Here are some of the things I have in my centers. I incorporate the curriculum, themes or units of study into my center activities. I hope this helps.
A lamp, pillows and bean bag chairs, pocket chart, Big books, thin books, flannel board, Read the room, pointers for reading, poetry box and posters, puzzles, book boxes, book baskets by genre, theme baskets, Look and Learn, Walk on books, and Student published books.
Stationary supplies, mini white boards, mini chalkboards, computer, stamps and stamp pads, stamps, writing letters, personal word banks, self –selected writing, journal jar, making books, many types of writing utensils to publish with, visors with each writing process and posters of 6+1 writing traits. Other resources are dictionaries, thesaurus, synonyms, rhyming books, and different papers for writing and publishing.
Books on tape, poems on tape, songs on tape, follow the direction tapes, theme related tapes and our reading series stories on tapes. I also have individual cassette players (no radio) in a bag (gift type bag) with a book so students can take to their seat and listen to. I usually limit the bags to theme or unit of study.
I have color-coded boxes (5 which I change each week) with letters and a worksheet for students to write down as many words from those letters as possible and then to find the secret word that uses all the letters.
I have a large tabletop magnetic board with magnetic letters and words that are color coded by noun, verb, adjectives, common words and theme words.
Riddles, homonyms, synonyms, antonyms, idioms, ABC books, class word jar, games, word searches, dictionaries, Look and Learn board, theme related word studies, thinkers, bingo games, puzzles, file folder games and vocabulary.

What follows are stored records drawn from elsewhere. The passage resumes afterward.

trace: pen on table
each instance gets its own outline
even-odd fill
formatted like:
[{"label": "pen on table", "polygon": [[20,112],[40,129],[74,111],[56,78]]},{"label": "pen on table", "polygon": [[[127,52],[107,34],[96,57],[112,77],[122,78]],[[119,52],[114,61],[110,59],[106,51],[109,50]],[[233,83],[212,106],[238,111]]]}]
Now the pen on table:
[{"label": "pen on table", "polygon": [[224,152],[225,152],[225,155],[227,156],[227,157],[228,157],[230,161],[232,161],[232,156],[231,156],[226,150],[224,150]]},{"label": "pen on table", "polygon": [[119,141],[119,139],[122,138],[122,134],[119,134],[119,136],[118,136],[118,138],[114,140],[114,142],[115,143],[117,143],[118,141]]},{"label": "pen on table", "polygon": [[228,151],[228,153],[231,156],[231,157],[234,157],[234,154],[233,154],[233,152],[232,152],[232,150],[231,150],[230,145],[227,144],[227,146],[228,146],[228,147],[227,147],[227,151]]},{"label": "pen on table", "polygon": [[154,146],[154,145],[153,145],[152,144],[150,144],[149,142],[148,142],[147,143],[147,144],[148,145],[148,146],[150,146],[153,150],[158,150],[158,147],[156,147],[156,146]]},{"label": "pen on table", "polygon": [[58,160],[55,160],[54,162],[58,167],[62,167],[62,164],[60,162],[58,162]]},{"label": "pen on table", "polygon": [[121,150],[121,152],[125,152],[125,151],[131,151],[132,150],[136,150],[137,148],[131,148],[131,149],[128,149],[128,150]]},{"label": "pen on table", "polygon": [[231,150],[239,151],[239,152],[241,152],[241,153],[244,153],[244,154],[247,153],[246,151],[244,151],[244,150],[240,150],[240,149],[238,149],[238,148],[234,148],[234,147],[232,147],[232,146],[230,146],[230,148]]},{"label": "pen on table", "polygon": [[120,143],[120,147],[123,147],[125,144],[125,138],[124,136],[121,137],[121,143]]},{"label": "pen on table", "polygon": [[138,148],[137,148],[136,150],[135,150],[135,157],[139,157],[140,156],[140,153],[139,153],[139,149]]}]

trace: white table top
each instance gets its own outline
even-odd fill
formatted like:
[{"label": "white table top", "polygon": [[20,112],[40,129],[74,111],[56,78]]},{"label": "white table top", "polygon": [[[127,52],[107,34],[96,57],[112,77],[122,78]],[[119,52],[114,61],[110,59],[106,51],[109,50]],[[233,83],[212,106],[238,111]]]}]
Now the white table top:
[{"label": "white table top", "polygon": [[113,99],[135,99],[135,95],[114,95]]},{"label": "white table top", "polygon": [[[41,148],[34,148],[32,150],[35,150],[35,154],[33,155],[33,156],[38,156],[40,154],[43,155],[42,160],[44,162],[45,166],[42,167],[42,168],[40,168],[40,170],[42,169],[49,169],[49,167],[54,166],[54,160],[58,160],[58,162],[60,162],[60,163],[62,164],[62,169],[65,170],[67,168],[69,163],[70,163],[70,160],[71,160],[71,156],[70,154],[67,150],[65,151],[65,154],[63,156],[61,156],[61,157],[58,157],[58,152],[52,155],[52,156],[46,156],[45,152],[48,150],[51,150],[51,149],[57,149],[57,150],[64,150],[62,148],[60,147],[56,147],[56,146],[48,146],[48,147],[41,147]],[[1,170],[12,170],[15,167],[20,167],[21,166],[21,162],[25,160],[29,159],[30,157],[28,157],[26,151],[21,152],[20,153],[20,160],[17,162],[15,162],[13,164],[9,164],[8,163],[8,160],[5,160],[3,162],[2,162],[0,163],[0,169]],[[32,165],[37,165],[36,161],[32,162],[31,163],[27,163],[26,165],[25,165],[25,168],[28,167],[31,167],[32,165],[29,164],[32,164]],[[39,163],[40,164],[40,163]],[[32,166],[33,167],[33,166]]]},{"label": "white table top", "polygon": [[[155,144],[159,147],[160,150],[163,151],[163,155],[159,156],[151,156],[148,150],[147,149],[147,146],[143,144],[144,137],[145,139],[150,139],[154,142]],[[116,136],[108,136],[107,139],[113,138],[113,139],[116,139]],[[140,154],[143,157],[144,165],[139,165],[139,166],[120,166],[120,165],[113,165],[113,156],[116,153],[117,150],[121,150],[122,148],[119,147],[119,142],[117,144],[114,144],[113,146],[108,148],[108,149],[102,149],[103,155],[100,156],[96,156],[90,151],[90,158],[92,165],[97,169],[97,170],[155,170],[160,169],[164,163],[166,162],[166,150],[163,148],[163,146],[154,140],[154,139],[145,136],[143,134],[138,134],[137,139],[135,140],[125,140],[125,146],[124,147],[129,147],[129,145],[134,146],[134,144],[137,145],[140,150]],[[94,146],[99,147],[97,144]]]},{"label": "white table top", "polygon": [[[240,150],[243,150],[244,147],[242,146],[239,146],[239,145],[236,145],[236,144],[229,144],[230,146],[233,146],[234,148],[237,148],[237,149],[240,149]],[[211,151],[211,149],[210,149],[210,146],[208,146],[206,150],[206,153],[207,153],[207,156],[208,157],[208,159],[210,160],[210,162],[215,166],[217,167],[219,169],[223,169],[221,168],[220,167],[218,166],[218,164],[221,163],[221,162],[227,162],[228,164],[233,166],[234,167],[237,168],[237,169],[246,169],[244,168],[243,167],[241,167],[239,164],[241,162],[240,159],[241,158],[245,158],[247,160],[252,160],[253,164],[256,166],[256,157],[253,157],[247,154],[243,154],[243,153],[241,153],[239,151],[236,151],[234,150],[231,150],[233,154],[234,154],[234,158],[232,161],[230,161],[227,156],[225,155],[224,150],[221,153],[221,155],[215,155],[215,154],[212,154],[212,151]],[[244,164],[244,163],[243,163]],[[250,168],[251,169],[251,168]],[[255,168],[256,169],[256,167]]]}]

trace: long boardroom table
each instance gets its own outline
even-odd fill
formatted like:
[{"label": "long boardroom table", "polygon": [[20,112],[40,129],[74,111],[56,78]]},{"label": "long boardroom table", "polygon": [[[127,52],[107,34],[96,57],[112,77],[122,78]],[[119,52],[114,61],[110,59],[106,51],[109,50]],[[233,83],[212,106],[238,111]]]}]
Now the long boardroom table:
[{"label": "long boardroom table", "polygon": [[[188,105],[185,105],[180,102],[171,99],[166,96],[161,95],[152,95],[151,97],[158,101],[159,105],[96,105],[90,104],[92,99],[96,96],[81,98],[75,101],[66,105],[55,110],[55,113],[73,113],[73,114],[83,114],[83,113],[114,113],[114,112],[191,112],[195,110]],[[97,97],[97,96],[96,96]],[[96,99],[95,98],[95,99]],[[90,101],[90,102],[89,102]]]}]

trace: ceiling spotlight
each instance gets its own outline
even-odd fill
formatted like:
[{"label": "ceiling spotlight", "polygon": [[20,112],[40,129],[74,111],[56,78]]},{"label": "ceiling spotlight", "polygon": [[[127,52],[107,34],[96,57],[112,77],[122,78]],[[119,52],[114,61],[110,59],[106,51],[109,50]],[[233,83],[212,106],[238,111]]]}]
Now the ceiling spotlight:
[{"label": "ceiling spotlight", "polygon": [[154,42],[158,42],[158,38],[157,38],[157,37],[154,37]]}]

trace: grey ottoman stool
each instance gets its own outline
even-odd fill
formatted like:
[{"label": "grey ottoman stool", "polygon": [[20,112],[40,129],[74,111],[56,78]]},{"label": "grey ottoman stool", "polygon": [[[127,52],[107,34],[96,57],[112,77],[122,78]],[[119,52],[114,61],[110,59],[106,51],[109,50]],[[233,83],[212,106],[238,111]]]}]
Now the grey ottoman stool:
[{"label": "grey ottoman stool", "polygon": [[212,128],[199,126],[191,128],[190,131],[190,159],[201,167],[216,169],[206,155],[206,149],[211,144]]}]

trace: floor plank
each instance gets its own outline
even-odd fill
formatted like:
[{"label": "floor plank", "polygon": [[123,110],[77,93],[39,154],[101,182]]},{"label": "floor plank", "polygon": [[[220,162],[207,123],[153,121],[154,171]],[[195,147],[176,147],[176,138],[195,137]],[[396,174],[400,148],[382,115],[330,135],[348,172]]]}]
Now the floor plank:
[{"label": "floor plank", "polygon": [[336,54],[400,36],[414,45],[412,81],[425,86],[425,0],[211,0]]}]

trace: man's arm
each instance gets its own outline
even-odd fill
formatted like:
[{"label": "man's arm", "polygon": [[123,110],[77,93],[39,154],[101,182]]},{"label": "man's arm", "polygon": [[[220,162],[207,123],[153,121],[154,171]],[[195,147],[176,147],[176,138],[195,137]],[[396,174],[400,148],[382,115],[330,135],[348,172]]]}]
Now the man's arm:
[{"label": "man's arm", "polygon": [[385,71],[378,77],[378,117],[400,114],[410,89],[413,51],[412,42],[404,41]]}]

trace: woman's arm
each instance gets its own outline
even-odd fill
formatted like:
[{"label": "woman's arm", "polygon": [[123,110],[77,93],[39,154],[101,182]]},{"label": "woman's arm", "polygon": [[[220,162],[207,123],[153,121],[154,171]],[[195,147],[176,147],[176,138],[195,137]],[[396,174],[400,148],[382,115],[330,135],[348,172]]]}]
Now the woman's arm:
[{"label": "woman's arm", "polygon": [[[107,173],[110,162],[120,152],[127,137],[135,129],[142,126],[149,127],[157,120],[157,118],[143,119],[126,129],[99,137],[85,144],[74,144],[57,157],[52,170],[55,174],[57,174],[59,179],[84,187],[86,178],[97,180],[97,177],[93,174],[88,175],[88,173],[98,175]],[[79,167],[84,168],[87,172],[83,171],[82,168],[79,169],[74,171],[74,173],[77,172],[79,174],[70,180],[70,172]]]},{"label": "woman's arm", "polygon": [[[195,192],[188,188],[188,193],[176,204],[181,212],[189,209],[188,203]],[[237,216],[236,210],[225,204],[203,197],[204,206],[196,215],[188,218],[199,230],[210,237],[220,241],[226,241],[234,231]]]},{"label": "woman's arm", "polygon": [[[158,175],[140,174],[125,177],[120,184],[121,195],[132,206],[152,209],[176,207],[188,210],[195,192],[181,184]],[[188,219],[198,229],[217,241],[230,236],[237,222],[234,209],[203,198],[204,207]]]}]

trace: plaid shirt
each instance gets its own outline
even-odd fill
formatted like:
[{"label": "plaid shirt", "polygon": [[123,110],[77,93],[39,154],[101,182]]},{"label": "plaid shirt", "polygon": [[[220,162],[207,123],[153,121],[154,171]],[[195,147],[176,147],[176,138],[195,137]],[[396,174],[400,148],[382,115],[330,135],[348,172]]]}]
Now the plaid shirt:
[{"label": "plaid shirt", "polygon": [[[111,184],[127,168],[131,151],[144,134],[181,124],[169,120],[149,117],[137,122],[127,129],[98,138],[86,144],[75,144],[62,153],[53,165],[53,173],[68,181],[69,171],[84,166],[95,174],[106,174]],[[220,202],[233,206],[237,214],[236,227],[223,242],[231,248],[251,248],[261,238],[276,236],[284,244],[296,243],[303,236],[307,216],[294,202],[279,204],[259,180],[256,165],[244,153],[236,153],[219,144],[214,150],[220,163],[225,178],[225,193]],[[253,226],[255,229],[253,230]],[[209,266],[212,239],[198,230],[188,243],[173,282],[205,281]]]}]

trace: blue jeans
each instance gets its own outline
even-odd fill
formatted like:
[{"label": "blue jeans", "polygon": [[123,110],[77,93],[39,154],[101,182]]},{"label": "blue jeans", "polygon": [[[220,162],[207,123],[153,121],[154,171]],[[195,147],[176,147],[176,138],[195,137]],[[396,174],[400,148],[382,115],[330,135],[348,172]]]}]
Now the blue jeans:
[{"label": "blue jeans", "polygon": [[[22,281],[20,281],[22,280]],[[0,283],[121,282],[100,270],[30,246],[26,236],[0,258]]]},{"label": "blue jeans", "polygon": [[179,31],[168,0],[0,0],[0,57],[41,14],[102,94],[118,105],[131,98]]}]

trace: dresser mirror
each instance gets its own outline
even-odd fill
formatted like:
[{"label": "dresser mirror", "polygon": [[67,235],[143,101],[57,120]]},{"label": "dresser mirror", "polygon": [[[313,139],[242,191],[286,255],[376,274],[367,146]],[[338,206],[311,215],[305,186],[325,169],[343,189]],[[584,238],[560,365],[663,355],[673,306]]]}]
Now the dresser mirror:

Crayons, felt tip pens, mini chalkboards, mini white boards, colored pencils, gel pens, salt trays, letter stamps, wikki sticks, lima bean letters, magna doodle boards, rainbow words, chain your words, make a concentration game, find your words in the newspaper, practice with a partner, fold down spelling and tile letters.
Poetry books, pocket chart, match and learn poetry, desktop poetry pocket chart with sentence strips, cut apart poetry and poetry folders.
Matching, sequence, find the missing word(s), questions, theme charts, sentences, and things to solidify concepts being taught.
Specific concept, science, thinking process skills, observation activities with questions, building and investigations, legos, blocks, or any item where kids can see similarities, differences, concepts, uniqueness, problem solving and critical thinking.
Road to Research, computer, books, maps and atlases, theme related studies, and student interests.
Meet the Author
Choose an author, put that authors books in the center at least 5 or 6 and questions about the book, the genre, literary elements, comprehension etc... and then have students make a book about the author, likes/dislikes, favorite parts, choice of words, the 5W questions.
Tile a while, Just the Facts! Pattern blocks, clocks, measuring mania, geoboards, Cuisenaire rods, problem solving, games and puzzles, graphing, estimation jar, Look and Learn, story problem cards, thinkers, calculators, computer, beans, Quizmo, bingo, unifix cubes, flash cards, tangrams, fraction action, play money, grocery store, restaurant, post office, etc. Depends on concepts being taught and what needs to be practiced.
Maps, globes, puzzles, books, games, and theme related displays.
Collections, shells, rocks, insects, leaves, pets, aquarium, worm farm, hermit crab, plants, magnifying glass, sensory table, microscope, sorting, books, theme related items and curriculum being studied.